Times have changed however and, increasingly, investors and their advisors are making decisions — and often trying to make an impact with their invested dollars — based on their core beliefs. The good news is there are more tools than ever to build portfolios that reflect your personal values.
Many names, one big goal
Values-based investing (not to be confused with value investing popularized by Benjamin Graham) goes by many names — ethical investing, SRI (Socially Responsible Investing) or ESG, which stands for environmental, social and governance factors, are a few of the most common. Whatever you call it, it’s not just a trend. It is here to stay.
Contrary to popular opinion, SRI is not just being driven by Millennials. According to recent polls, around 70% of investors, across the generational divide, say it’s important to them to invest in companies that reflect their personal values — like for instance renewable energy and electric vehicles.
I know that for a fact. Robust financial plans and positive returns aside, there’s little that makes my clients’ eyes light up more than bringing up the topic of values-based investing. It always makes for a great conversation.
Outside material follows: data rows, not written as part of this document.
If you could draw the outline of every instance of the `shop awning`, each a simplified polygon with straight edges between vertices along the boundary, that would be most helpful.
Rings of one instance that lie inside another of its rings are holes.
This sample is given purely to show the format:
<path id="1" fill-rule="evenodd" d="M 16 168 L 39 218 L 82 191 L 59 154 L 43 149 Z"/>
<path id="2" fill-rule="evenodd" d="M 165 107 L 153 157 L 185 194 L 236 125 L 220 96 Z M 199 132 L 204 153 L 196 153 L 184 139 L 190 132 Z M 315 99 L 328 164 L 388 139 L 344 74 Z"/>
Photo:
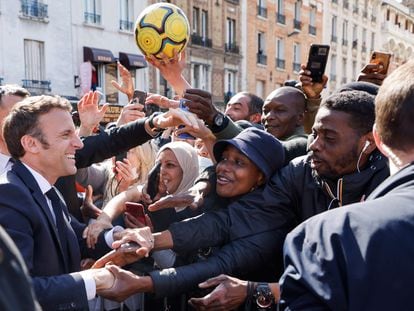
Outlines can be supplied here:
<path id="1" fill-rule="evenodd" d="M 137 54 L 119 52 L 119 62 L 127 69 L 139 69 L 147 67 L 145 57 Z"/>
<path id="2" fill-rule="evenodd" d="M 91 63 L 114 63 L 115 57 L 109 50 L 83 47 L 83 60 Z"/>

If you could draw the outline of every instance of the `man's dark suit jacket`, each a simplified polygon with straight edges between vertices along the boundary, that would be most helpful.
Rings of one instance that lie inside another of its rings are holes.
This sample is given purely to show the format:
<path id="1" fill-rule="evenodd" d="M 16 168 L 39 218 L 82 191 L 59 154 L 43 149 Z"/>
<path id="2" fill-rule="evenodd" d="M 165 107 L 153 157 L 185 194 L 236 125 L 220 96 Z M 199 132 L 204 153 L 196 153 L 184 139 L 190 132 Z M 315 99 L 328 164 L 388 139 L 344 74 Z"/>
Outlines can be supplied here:
<path id="1" fill-rule="evenodd" d="M 145 130 L 145 120 L 140 119 L 102 132 L 99 135 L 85 137 L 83 139 L 84 147 L 76 152 L 76 167 L 88 167 L 93 163 L 102 162 L 149 141 L 152 136 Z M 62 193 L 70 213 L 81 221 L 82 216 L 75 188 L 75 176 L 59 178 L 56 182 L 56 187 Z"/>
<path id="2" fill-rule="evenodd" d="M 0 177 L 0 225 L 17 248 L 33 277 L 35 293 L 44 310 L 79 310 L 87 308 L 83 279 L 70 272 L 80 270 L 81 254 L 98 257 L 109 251 L 103 235 L 94 254 L 88 253 L 82 239 L 84 224 L 64 210 L 70 258 L 64 258 L 55 222 L 46 197 L 30 171 L 17 161 Z M 70 267 L 69 271 L 65 267 Z"/>
<path id="3" fill-rule="evenodd" d="M 40 310 L 19 250 L 0 226 L 0 310 Z"/>

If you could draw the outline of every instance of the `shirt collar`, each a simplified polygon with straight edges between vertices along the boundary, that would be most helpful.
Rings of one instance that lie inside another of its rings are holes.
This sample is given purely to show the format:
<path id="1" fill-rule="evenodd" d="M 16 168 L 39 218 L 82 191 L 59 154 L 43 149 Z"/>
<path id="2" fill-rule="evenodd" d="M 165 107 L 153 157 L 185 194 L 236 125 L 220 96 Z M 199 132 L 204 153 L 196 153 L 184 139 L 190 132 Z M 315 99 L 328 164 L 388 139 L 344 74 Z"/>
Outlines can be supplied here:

The most important takeaway is that it’s possible to invest responsibly without sacrificing expected return. Thanks to technological advances, shareholder engagement and the democratization of social media, we now have the tools, will and ability to hold ourselves to a higher standard. Ethically sourcing raw materials, treating people well and considering our long-term impact on the environment make companies and brands stronger.
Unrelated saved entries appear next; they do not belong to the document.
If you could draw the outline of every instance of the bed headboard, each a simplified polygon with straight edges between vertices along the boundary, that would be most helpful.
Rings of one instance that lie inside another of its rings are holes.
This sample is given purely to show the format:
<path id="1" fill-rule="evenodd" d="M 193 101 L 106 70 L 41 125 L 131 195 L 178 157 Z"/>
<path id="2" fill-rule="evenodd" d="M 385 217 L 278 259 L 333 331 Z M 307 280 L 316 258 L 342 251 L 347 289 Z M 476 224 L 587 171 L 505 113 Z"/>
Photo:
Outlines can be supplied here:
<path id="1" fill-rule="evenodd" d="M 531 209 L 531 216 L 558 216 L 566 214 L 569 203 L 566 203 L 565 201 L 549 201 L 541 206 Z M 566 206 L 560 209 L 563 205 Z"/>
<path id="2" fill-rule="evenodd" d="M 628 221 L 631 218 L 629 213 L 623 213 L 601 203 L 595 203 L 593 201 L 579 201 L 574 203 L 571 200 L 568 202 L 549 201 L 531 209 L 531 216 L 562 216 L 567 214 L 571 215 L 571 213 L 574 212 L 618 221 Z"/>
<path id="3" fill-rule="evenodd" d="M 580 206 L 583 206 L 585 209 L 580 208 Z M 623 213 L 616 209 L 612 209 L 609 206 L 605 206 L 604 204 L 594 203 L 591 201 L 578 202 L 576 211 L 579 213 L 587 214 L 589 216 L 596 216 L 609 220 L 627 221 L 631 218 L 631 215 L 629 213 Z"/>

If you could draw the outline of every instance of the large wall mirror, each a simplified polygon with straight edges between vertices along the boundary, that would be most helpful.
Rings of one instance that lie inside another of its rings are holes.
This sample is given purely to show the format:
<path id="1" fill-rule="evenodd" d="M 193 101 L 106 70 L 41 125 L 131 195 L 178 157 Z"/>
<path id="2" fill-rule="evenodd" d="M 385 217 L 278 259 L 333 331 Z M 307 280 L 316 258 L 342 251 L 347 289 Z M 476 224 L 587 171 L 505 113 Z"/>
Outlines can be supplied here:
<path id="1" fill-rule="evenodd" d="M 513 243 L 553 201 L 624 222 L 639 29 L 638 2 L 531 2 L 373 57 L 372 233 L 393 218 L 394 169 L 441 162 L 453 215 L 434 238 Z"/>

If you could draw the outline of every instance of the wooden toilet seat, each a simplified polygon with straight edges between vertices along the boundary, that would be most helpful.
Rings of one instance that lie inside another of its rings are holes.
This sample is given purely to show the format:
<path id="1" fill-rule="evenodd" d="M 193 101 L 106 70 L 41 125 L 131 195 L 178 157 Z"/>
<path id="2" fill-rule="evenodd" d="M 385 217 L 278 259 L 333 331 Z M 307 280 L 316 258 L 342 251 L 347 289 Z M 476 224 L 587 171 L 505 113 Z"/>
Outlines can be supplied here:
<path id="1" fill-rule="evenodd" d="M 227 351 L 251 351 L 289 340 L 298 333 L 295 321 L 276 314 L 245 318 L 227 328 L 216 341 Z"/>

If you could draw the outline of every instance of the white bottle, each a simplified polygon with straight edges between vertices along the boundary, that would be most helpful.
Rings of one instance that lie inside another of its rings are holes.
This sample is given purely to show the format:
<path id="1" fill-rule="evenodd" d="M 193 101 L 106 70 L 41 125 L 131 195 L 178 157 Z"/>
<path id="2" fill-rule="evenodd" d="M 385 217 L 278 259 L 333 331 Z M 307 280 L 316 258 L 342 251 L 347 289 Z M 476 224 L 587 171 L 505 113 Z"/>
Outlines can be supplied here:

The truth is ethical tilts in portfolios already exist. Markets are quite efficient and the valuations of companies that score poorly when it comes to environmental, social, and governance issues reflect such behaviour. Adding an ethical tilt simply allows us to screen away companies that will continue to face regulatory, legal, and social media challenges before they fail or evolve. We already embrace financial planning and an investment discipline. An SRI portfolio simply means executing the same tried and true approaches while using ethical building blocks to efficiently capture market returns.
How to get started
Whatever socially responsible investing you’re considering, there a couple of things to keep in mind:
- Speak to your advisor — as always, share with them your goals, your concerns and your ideas. After all, that’s what we’re here for: to build a worry-free plan, manage your portfolio and uncover new investment opportunities that you can feel comfortable with.
- Ask yourself if values-based investing resonates with you. Your advisor can introduce a modest ethical tilt to your existing portfolio or aggressively screen away companies and behaviour that you would like to discourage. It’s up to you.
A little rational optimism: The world is full of challenges, but if we invest with our values in mind we lend our support day in and day out to companies that are innovating and improving the quality of life for all of us. That’s encouraging for you, the planet and our collective future.